We demonstrate the importance of the additional term by considering a simple inhomogeneous example of $$$D=D_0(x^2 + y^2)/a^2$$$ where is $$$a$$$ structural unit size, and with no flow ($$$\mathbf{F}(\mathbf{r})=0$$$). This example can be considered as a slow transition in diffusion coefficient between two linked environments, such as intra- and extracellular spaces. We simulate spin-echo experiments [5] with increasing gradient, $$$ b_{value}=20 - 1100[\frac{s}{mm^2}]$$$. Parameters were $$$D_0=2.3×10^{-6}[\frac{mm^2}{ms}]$$$, $$$ \Delta=50[ms]$$$ structural unit size $$$a=0.02mm$$$, and $$$\delta =5[ms]$$$. The BT equations were solved using the finite differences method with pseudo-periodic boundary conditions [6]. Fig. 1 compares the solutions for the generalized (circles) and the original (stars) BT equations.
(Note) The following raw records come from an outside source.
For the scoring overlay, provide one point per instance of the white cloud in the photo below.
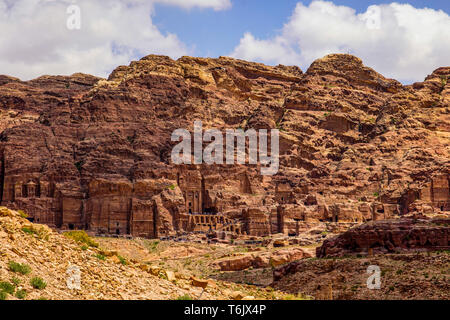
(35, 40)
(407, 44)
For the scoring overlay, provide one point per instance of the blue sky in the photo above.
(401, 40)
(214, 33)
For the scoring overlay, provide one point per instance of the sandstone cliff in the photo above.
(81, 152)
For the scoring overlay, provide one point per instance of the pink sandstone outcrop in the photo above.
(262, 260)
(390, 236)
(82, 152)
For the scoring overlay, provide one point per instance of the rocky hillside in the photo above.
(410, 234)
(406, 276)
(80, 152)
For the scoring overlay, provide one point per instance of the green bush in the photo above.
(7, 287)
(22, 214)
(21, 268)
(16, 281)
(81, 237)
(29, 230)
(21, 294)
(3, 295)
(38, 283)
(122, 260)
(100, 256)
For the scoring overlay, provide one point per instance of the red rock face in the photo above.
(81, 152)
(390, 236)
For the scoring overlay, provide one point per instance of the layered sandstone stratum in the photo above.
(82, 152)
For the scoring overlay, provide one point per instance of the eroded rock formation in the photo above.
(390, 236)
(81, 152)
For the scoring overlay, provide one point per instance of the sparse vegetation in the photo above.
(122, 260)
(22, 214)
(16, 281)
(81, 237)
(172, 187)
(7, 287)
(3, 295)
(100, 256)
(21, 294)
(21, 268)
(38, 283)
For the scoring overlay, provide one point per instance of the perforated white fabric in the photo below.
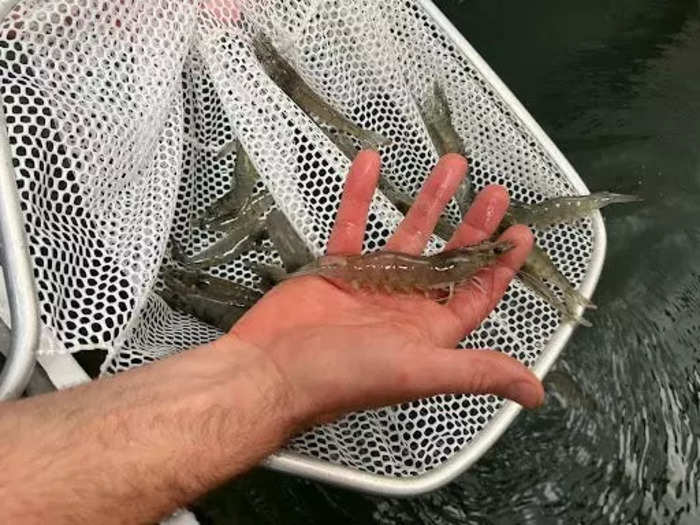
(116, 110)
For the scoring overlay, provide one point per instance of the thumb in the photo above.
(474, 372)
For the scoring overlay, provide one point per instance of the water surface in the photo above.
(616, 84)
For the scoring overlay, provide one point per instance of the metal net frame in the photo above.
(115, 114)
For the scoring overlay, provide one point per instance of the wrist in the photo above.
(251, 374)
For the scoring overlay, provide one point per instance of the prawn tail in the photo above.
(372, 139)
(607, 197)
(311, 269)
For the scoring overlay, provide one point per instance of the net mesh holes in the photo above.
(115, 112)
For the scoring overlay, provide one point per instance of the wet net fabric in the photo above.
(116, 112)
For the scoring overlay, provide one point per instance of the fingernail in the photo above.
(526, 394)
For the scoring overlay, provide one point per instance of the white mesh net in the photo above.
(116, 110)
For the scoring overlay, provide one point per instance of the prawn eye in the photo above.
(502, 248)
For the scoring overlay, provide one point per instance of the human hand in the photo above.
(339, 350)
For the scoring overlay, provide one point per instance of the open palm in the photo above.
(340, 350)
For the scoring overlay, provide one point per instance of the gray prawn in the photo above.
(565, 307)
(284, 75)
(291, 248)
(215, 301)
(243, 233)
(394, 272)
(245, 177)
(567, 209)
(437, 117)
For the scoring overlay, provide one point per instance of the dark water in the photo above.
(616, 84)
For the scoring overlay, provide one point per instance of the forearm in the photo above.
(133, 447)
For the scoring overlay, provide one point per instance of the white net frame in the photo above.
(115, 113)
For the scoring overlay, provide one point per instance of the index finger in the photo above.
(350, 223)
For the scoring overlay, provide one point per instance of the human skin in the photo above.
(132, 448)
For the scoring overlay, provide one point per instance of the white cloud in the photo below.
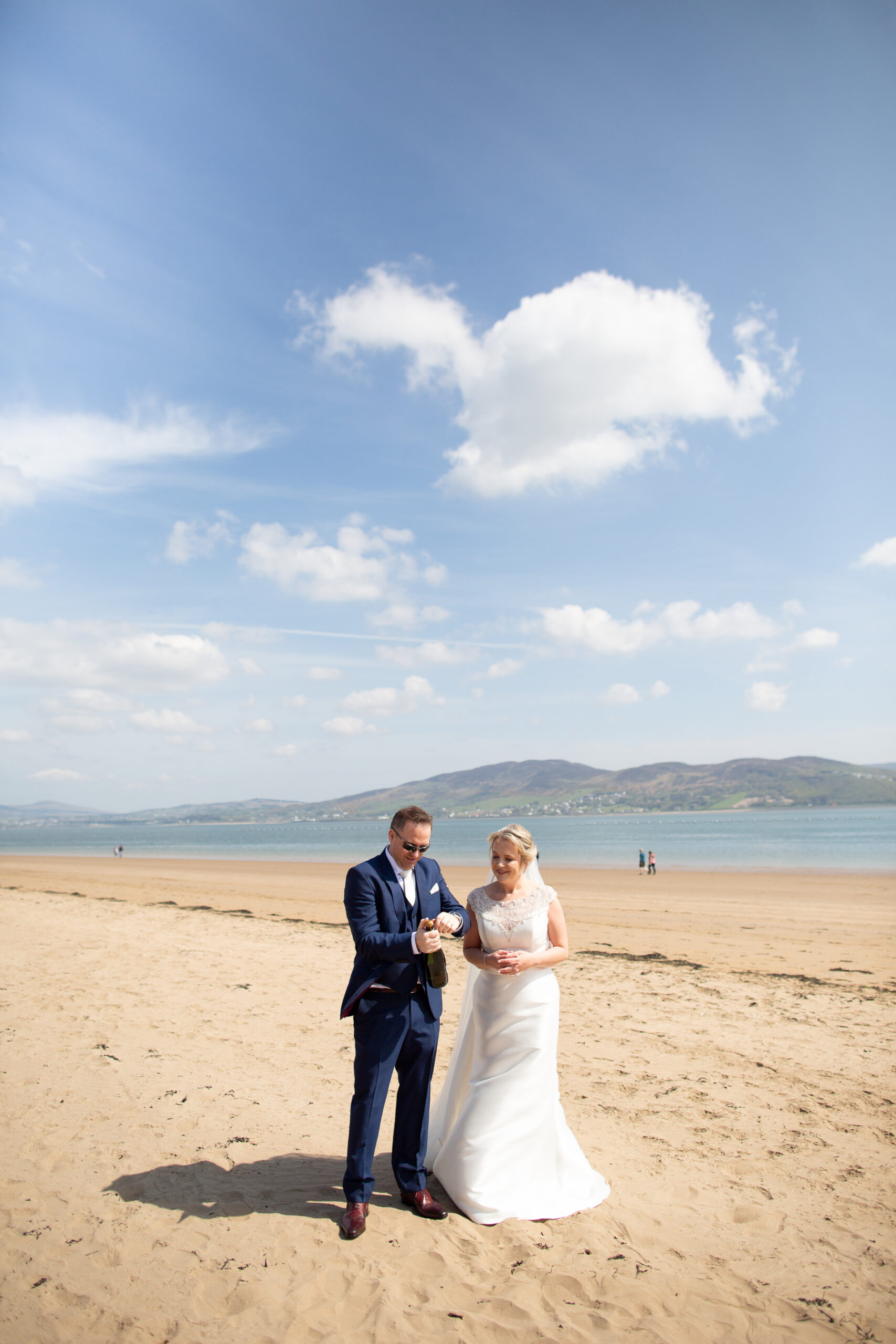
(57, 776)
(883, 554)
(349, 726)
(387, 699)
(621, 694)
(167, 721)
(107, 655)
(188, 541)
(574, 385)
(507, 667)
(248, 634)
(406, 616)
(364, 566)
(82, 722)
(817, 639)
(431, 651)
(766, 695)
(15, 574)
(53, 450)
(596, 629)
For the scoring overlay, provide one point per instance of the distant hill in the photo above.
(544, 788)
(53, 810)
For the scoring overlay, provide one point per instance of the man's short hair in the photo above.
(416, 816)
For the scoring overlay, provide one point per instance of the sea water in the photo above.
(847, 839)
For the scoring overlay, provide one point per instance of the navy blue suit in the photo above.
(397, 1031)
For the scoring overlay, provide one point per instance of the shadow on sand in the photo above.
(293, 1186)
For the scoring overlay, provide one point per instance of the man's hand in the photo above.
(428, 940)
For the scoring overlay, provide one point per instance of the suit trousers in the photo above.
(393, 1033)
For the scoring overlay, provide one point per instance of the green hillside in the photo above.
(551, 788)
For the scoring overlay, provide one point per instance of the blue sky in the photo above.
(397, 389)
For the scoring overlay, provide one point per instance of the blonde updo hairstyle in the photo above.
(520, 839)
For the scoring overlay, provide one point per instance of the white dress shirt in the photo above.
(407, 882)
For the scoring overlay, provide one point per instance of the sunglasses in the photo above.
(413, 848)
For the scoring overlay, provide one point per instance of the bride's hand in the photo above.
(503, 961)
(518, 963)
(508, 961)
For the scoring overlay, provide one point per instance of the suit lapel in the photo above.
(394, 886)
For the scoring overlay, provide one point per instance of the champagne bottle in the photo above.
(436, 968)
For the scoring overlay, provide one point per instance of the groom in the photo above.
(395, 1010)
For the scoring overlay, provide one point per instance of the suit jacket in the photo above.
(382, 924)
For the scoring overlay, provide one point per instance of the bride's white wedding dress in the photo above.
(499, 1140)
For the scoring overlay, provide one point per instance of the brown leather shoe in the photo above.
(354, 1220)
(422, 1203)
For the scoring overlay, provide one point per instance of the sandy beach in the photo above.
(178, 1084)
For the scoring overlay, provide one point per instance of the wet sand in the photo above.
(178, 1088)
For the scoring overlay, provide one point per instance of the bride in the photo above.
(499, 1140)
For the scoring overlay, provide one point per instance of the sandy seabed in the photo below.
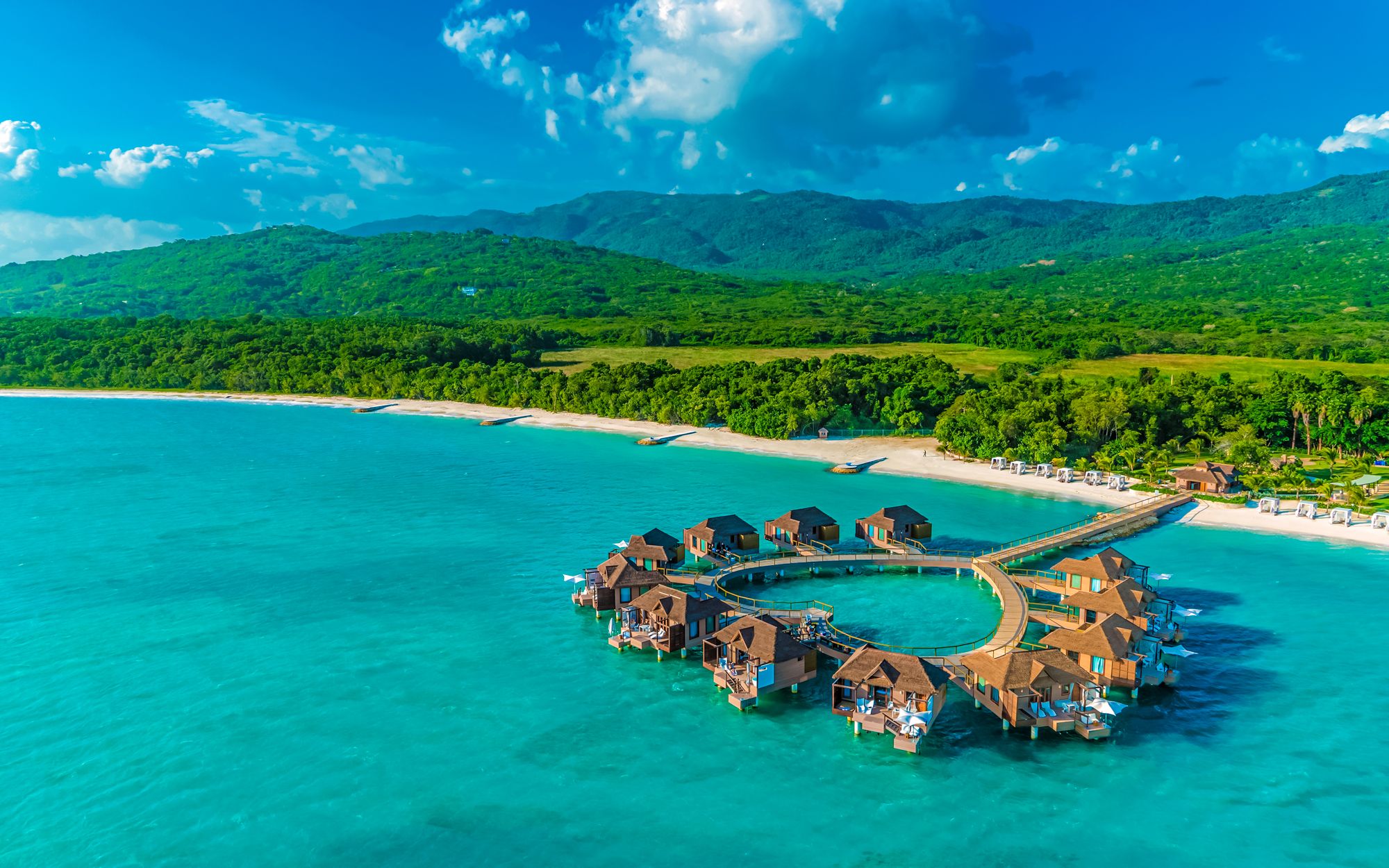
(902, 456)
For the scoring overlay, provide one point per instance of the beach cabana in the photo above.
(1115, 651)
(1208, 477)
(802, 528)
(1034, 690)
(655, 551)
(616, 583)
(755, 655)
(670, 620)
(890, 692)
(723, 535)
(892, 526)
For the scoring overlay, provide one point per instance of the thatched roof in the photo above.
(680, 608)
(1017, 670)
(762, 638)
(895, 519)
(1109, 565)
(1109, 638)
(891, 670)
(722, 526)
(620, 573)
(1127, 599)
(656, 545)
(802, 521)
(1209, 473)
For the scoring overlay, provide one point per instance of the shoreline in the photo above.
(905, 456)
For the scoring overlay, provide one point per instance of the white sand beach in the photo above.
(905, 456)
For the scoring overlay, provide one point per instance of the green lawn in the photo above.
(965, 356)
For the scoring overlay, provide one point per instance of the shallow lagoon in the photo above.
(301, 637)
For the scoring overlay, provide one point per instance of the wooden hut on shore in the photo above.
(655, 551)
(890, 692)
(1034, 690)
(892, 526)
(799, 528)
(1208, 477)
(616, 583)
(722, 537)
(754, 656)
(670, 620)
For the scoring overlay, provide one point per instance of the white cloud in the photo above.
(1363, 131)
(376, 166)
(19, 149)
(28, 235)
(337, 205)
(128, 169)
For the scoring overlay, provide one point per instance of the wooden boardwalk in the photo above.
(987, 566)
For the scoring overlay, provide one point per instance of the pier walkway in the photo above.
(816, 617)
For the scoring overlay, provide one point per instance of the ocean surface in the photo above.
(280, 637)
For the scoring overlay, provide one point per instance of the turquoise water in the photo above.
(237, 635)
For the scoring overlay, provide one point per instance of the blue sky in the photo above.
(127, 127)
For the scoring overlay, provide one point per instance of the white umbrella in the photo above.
(1105, 706)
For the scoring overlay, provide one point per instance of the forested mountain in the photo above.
(1306, 294)
(820, 237)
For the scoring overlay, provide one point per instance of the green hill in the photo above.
(820, 237)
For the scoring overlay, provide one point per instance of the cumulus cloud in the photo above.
(374, 166)
(28, 235)
(128, 169)
(335, 205)
(1363, 131)
(19, 149)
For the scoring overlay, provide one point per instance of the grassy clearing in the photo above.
(965, 356)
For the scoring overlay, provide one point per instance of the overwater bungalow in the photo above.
(1035, 690)
(1208, 477)
(892, 526)
(616, 583)
(655, 551)
(890, 692)
(1097, 573)
(722, 537)
(755, 655)
(670, 620)
(808, 527)
(1116, 652)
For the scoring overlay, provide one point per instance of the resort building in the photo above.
(808, 527)
(1116, 652)
(1035, 690)
(670, 620)
(888, 692)
(755, 656)
(1208, 477)
(722, 537)
(616, 583)
(892, 526)
(655, 551)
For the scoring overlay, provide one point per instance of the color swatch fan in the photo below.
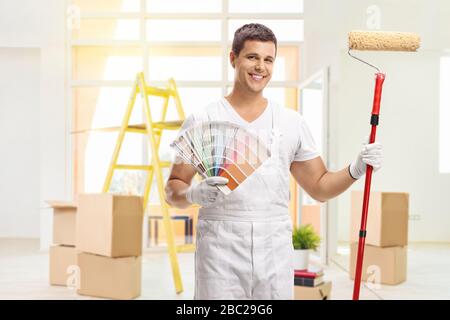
(220, 148)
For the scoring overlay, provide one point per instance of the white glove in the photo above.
(205, 193)
(371, 154)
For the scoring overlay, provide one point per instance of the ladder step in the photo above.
(140, 128)
(163, 164)
(159, 92)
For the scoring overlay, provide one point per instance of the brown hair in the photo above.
(252, 31)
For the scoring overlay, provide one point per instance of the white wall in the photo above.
(19, 142)
(409, 118)
(41, 25)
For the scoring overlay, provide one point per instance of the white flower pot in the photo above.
(301, 259)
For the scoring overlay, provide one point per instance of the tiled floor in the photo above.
(24, 274)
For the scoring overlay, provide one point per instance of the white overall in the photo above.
(244, 244)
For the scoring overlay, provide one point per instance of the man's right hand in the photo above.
(205, 193)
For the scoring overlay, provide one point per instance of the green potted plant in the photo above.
(304, 239)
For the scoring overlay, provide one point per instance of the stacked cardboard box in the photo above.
(109, 244)
(63, 256)
(386, 239)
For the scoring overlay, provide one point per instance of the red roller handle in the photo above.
(362, 231)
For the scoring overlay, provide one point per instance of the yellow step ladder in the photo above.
(154, 131)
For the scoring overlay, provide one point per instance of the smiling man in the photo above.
(244, 240)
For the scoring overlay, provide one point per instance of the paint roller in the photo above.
(375, 41)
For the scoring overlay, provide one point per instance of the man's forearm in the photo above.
(332, 184)
(176, 193)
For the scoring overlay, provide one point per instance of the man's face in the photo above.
(253, 66)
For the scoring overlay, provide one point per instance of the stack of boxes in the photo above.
(99, 243)
(387, 236)
(109, 244)
(63, 255)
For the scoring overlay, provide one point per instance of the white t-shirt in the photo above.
(296, 133)
(259, 196)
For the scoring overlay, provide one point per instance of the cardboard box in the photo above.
(63, 261)
(64, 222)
(311, 215)
(381, 265)
(114, 278)
(387, 220)
(321, 292)
(110, 225)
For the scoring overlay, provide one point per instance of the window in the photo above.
(188, 40)
(444, 116)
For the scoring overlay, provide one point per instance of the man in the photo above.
(244, 239)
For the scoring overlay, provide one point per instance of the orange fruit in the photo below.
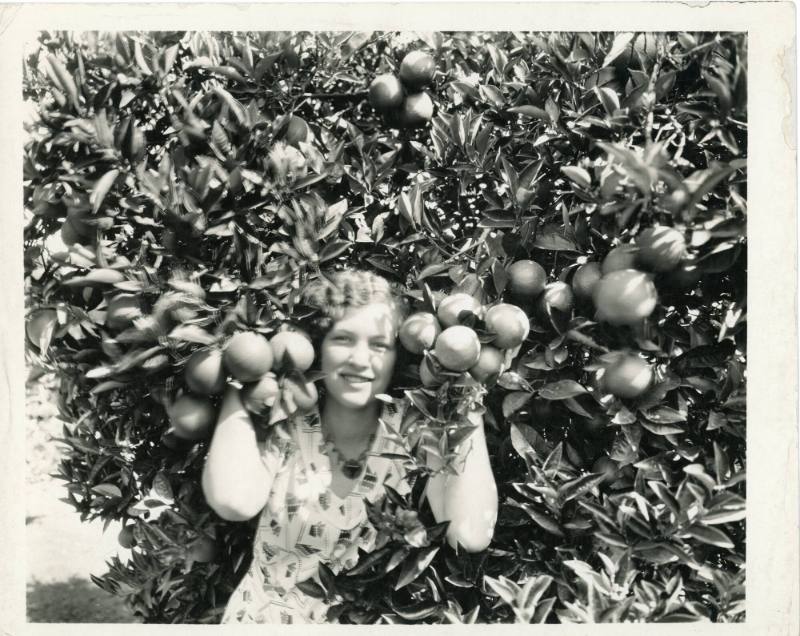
(192, 417)
(628, 376)
(558, 296)
(385, 92)
(661, 248)
(296, 130)
(621, 257)
(292, 350)
(459, 304)
(258, 397)
(203, 550)
(606, 466)
(419, 331)
(625, 297)
(125, 537)
(36, 324)
(584, 280)
(526, 279)
(676, 200)
(426, 376)
(417, 69)
(305, 396)
(247, 356)
(417, 110)
(489, 363)
(643, 46)
(509, 324)
(685, 276)
(205, 373)
(122, 310)
(69, 235)
(76, 216)
(458, 348)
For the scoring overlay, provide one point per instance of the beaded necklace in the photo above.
(351, 468)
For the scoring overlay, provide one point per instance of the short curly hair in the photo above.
(331, 295)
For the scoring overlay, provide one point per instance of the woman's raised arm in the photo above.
(236, 481)
(469, 499)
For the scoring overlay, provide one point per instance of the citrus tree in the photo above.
(181, 189)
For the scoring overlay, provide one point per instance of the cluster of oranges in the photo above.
(624, 293)
(455, 347)
(401, 99)
(263, 368)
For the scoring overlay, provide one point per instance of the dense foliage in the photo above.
(158, 160)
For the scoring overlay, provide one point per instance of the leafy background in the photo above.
(149, 155)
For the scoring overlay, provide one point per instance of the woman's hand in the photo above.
(236, 481)
(467, 500)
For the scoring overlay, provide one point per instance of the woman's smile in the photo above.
(358, 355)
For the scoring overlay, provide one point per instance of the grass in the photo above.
(62, 551)
(75, 600)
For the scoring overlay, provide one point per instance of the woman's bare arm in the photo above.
(469, 499)
(236, 481)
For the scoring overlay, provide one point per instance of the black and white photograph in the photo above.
(397, 326)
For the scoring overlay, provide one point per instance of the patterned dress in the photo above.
(305, 522)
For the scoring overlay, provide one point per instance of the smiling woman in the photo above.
(308, 480)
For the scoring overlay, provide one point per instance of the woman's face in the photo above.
(358, 355)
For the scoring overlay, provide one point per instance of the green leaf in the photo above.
(621, 40)
(541, 519)
(608, 98)
(192, 333)
(712, 536)
(664, 415)
(413, 567)
(107, 490)
(551, 238)
(332, 250)
(513, 402)
(101, 188)
(578, 486)
(578, 175)
(561, 390)
(530, 111)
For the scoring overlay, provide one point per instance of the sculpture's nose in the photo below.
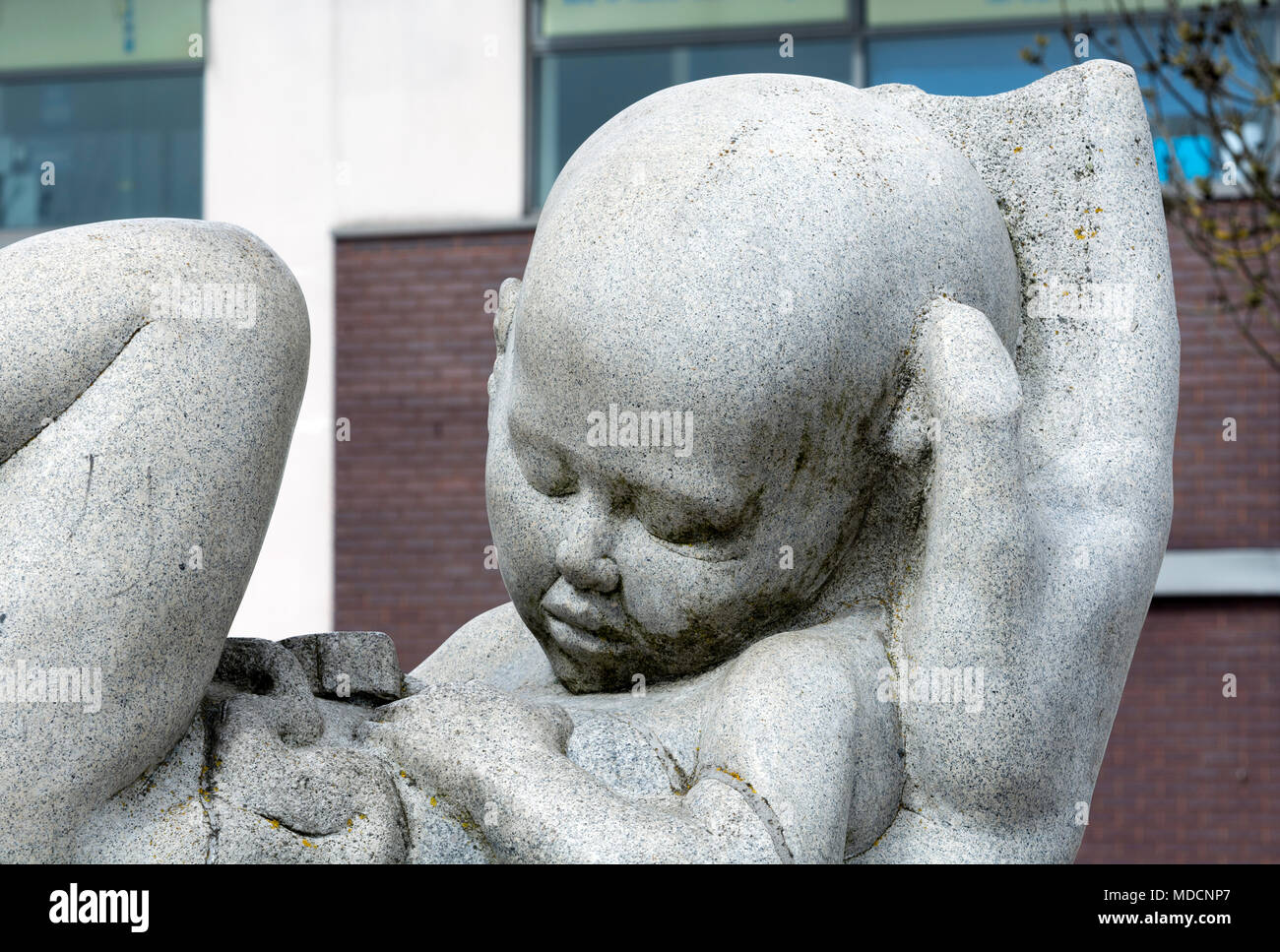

Notice that the difference between the two approaches is not linear. The linear fit shows that the apparent diffusion coefficient calculated using the generalized BT equations is much different than the one calculated with the conventional BT equations. Figure 2 simulates an homogeneous $$$D$$$, demonstrating that in this case the contribution of the additional term is negligible.

By proposing a simple microscopic model based on fundamental stochastic equations we derived the BT-equations, thus providing a novel analytical link between displacement, diffusion and the MR signal in the most general case where diffusion is not constant. Doing so we identify a missing term in the original BT equations. Our analysis suggests that the generalized BT equations can be used for more accurate simulations of MR signal. In addition, and importantly, the derivation includes a new closed form of the magnetic diffusion-propagator. This, for example, allows us to approximate the propagator and evaluate whether or not it is Gaussian.